Oltre al modello dantesco sono chiamate in causa nella costruzione dell’allegoria della Comedia delle ninfe fiorentine importanti escatologie medievali. La formazione dell’uomo è argomento del De mundi universitate di Bernardo Silvestre e dell’Anticlaudianus di Alano di Lilla, riecheggiati nell’impianto generale dell’opera, piuttosto che in singoli luoghi testuali. Nella Comedia assistiamo però non tanto a una nascita quanto a una catarsi metamorfica, che richiama da vicino, per le modalità -il bagno purificatore- e gli esiti -la trasformazione da animali a uomini- le vicende della Caccia di Diana. Anche la forma metrica adottata, la terzina dantesca, avvicina le due opere, sebbene la Comedia alterni alle parti in versi stralci di prosa, occupati dal racconto delle novelle. In questa giustapposizione di poesia e narrazione distesa si ricalca la struttura prosimetrica della Vita nuova e dei testi allegorico-scientifici della scuola di Chartres sopra ricordati. Il circolo delle ninfe novellatrici se da un lato richiama l’episodio delle questioni dell’amore del Filocolo, dall’altro può dirsi anticipatore della lieta brigata decameroniana.
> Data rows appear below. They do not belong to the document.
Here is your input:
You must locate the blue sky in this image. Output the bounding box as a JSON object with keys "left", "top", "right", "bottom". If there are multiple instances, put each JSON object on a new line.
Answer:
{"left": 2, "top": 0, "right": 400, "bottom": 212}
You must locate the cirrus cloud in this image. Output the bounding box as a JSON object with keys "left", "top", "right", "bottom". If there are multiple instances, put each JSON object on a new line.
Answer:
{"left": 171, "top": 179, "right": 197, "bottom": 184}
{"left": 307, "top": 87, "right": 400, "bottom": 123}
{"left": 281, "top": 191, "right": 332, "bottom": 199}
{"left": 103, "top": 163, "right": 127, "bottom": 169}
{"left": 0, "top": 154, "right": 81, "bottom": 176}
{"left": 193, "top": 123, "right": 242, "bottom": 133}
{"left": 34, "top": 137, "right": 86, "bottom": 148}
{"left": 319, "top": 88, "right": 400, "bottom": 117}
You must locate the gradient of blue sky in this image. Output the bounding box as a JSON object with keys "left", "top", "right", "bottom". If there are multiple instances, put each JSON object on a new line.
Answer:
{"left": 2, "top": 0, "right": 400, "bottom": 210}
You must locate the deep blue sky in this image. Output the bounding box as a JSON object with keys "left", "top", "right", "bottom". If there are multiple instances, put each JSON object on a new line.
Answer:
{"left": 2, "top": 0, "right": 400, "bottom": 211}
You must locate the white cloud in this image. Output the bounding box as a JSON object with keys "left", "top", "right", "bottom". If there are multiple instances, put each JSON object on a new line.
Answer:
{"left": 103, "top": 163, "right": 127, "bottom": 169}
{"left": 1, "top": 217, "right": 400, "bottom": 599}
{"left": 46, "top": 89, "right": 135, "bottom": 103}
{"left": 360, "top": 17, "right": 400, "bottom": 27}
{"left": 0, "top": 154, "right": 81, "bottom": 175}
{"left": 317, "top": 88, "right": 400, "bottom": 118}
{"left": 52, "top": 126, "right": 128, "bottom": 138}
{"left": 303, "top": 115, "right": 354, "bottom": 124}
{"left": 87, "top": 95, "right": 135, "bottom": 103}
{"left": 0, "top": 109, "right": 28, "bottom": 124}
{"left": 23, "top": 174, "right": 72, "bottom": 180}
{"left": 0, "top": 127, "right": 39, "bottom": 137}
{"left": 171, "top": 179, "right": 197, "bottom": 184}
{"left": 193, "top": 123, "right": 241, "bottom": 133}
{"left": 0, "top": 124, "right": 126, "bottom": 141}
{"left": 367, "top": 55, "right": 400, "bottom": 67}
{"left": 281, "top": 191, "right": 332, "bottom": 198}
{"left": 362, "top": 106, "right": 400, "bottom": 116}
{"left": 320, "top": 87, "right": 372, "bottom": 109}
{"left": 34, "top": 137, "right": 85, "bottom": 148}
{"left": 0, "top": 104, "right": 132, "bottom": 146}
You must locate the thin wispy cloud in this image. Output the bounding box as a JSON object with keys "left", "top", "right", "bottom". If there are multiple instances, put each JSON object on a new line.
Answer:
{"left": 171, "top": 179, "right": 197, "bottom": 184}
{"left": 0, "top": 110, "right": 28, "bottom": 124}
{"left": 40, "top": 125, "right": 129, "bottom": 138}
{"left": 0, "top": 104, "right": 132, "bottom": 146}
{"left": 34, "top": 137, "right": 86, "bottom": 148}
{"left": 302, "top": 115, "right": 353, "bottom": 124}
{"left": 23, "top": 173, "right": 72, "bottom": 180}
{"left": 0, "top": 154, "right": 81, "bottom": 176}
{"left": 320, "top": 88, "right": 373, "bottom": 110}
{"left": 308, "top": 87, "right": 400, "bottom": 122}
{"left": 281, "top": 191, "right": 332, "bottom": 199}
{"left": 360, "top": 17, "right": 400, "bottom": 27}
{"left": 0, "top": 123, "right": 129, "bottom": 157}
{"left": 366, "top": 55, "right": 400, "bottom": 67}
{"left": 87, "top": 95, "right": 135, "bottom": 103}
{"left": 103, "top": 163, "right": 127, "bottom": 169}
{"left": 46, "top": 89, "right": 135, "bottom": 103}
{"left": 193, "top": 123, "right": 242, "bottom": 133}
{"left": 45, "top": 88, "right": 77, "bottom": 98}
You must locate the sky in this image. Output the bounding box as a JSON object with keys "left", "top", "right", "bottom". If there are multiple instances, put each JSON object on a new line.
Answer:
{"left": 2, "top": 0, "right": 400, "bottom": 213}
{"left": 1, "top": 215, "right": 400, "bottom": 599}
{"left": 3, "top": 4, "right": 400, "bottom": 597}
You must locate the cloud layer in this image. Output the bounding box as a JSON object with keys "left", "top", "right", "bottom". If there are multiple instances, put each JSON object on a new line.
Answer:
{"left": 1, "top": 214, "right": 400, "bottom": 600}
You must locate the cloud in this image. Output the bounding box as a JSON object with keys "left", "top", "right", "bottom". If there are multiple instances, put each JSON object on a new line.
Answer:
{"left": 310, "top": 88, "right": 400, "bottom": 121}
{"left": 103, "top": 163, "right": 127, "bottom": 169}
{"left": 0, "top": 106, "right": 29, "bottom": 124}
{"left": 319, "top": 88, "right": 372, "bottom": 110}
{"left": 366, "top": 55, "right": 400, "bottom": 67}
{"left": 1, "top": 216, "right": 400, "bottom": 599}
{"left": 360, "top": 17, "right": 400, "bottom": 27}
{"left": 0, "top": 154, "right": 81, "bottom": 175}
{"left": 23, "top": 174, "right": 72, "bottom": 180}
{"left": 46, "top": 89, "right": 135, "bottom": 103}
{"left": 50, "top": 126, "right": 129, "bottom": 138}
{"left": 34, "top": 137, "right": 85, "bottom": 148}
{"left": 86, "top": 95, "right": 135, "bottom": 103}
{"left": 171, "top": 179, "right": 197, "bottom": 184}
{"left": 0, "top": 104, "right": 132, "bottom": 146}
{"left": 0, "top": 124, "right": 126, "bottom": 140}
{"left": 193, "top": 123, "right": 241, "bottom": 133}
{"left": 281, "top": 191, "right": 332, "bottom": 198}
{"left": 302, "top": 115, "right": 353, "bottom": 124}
Si scopre così un fitto gioco di richiami intratestuali, che collegano, come un filo rosso, tutte le opere di Giovanni Boccaccio, proiettando significati addizionali dall’una all’altra.

L’allegoria più impegnativa della Comedia è presentata da Adiona, che descrive l’orto della ninfa Pomena (XXVI, 8-39[1]). Questo straordinario giardino, arricchito da numerosissime specie vegetali delle più diverse è l’occasione per uno sfoggio di enciclopedismo, con riferimenti alle fonti più varie della cultura classica e medievale, senza tralasciare la verosimiglianza, dietro la quale si scorge la personale esperienza botanica dell’autore. Rivisitazione del locus amoenus e quasi paradiso in terra, l’orto di Pomena ha bisogno di instancabili cure, perché, dopo la fine dell’età dell’oro, non esiste più una natura felice e rigogliosa che nasca e si conservi spontaneamente. Immagine mitica di un’epoca passata, il giardino della ninfa è al tempo stesso il miraggio propiziatore, per l’instaurarsi di un nuovo corso.

[1]Comedia delle ninfe fiorentine, a c. di A.E. Quaglio, in Tutte le opere di Giovanni Boccaccio, a c. di V. Branca, vol. 2, Milano 1964, pp. 745-749.